5. Make Sure You Pack Light
Almost anyone could hike the Inca trail, however it is a difficult hike with both rugged terrain and high altitudes. Having porters to help carry supplies is required. This is a way to help employee local Peruvians but also used as a safety measure.
Your porters will carry all the food, camping equipment, and medical supplies required for the hiking group. They also help carry personal supplies for each hiker.
Packing light is crucial as there is a strict weight limit for all hikers. While on the trail, you will carry only necessities like water, snacks, and possibly an extra jacket. Your porter will carry your additional supplies – up to 6kg.
These extra supplies will include your sleeping bag and mat (around 3kg). This leaves only a small amount of weight available for any toiletries or extra clothing you want. As such, you’ll need to pack as light as possible to meet the limit.

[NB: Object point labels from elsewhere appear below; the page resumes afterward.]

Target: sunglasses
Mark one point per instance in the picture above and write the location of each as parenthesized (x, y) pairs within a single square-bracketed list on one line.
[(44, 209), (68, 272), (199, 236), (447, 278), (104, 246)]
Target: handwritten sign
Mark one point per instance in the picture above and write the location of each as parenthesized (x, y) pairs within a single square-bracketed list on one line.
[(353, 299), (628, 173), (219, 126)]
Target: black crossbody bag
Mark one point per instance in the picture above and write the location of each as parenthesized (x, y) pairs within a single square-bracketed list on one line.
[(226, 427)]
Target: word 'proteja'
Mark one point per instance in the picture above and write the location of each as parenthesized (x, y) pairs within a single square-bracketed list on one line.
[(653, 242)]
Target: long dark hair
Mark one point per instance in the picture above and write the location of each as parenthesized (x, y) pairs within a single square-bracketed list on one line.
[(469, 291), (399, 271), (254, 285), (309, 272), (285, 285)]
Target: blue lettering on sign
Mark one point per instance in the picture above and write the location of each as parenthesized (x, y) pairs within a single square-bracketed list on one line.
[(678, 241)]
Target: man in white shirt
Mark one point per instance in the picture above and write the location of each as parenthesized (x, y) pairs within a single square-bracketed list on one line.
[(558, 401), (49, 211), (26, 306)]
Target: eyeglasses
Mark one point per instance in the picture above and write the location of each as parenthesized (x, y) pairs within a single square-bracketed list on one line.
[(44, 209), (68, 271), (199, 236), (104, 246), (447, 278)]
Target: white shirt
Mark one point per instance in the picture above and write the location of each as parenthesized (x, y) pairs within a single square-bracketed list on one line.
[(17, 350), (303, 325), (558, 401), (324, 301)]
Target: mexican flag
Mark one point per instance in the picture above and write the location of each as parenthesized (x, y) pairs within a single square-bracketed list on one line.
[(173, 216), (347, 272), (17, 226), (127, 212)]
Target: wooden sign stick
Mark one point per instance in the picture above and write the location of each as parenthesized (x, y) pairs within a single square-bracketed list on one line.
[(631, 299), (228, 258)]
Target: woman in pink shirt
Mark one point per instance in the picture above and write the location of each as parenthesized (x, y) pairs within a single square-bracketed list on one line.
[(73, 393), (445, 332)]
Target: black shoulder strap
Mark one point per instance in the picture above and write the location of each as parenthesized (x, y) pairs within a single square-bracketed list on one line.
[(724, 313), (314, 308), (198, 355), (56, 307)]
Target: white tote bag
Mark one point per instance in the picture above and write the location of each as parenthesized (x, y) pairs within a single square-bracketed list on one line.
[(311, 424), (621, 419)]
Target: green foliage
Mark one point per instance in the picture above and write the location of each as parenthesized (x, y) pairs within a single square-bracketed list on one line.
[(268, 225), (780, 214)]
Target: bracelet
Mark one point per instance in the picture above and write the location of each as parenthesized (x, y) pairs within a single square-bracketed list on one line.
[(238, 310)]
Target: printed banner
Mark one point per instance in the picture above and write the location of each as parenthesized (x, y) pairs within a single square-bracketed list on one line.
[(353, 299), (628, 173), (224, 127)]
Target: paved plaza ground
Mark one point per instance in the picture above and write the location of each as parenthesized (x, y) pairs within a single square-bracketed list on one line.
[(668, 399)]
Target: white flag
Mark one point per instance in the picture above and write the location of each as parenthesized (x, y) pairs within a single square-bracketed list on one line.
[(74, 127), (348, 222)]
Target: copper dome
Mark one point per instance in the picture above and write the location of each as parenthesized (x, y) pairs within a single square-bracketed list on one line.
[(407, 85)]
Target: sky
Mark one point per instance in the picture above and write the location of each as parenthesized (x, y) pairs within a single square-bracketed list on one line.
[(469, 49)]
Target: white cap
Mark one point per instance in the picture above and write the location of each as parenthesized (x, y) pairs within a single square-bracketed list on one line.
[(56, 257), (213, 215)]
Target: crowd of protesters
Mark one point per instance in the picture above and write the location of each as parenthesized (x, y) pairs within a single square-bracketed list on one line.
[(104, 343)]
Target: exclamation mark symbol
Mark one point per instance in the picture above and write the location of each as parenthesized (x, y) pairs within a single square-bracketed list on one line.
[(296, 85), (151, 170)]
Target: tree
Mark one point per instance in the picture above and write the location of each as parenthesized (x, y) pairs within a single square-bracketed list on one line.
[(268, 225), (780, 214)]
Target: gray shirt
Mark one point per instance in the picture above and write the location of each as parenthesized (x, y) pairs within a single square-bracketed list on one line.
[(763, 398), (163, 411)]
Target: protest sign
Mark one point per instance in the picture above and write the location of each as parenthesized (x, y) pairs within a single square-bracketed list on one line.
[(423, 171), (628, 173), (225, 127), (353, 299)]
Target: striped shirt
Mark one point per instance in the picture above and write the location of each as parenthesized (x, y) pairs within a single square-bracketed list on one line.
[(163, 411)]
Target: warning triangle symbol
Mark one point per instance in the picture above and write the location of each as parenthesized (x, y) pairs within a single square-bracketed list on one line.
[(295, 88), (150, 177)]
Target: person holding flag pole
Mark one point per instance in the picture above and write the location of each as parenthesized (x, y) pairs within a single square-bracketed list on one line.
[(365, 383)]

If you want to hike the Inca trail, you might at first think that it doesn’t really matter which tour company you book a spot with. After all, you are all hiking the same trail anyway.
This really couldn’t be further from the truth. Each company hiking the Inca trail has their own set of guides, porters, camping spots, cooks, supplies, etc. Picking the right company can make a world of difference.
Don’t just select the cheapest Inca trail hiking option, unless maybe everything else sells out. Instead, do a bit of research on each company and see what past hikers have said.
Was the food good? Were the guides knowledgeable about the Inca archaeological sites? Was the camping equipment in decent shape?
These are the type of questions that can help you see whether or not a tour company is worth booking.
While over a million people might visit Machu Picchu each year, it is only a select few who can say they hiked the Inca trail to get there.
The journey will take you past ancient Inca settlements and shrines. It will let you walk literally in the footsteps of history. You’ll experience the majestic beauty of the Andes mountains.
And in the end, you will reach Machu Picchu, a true wonder of the world.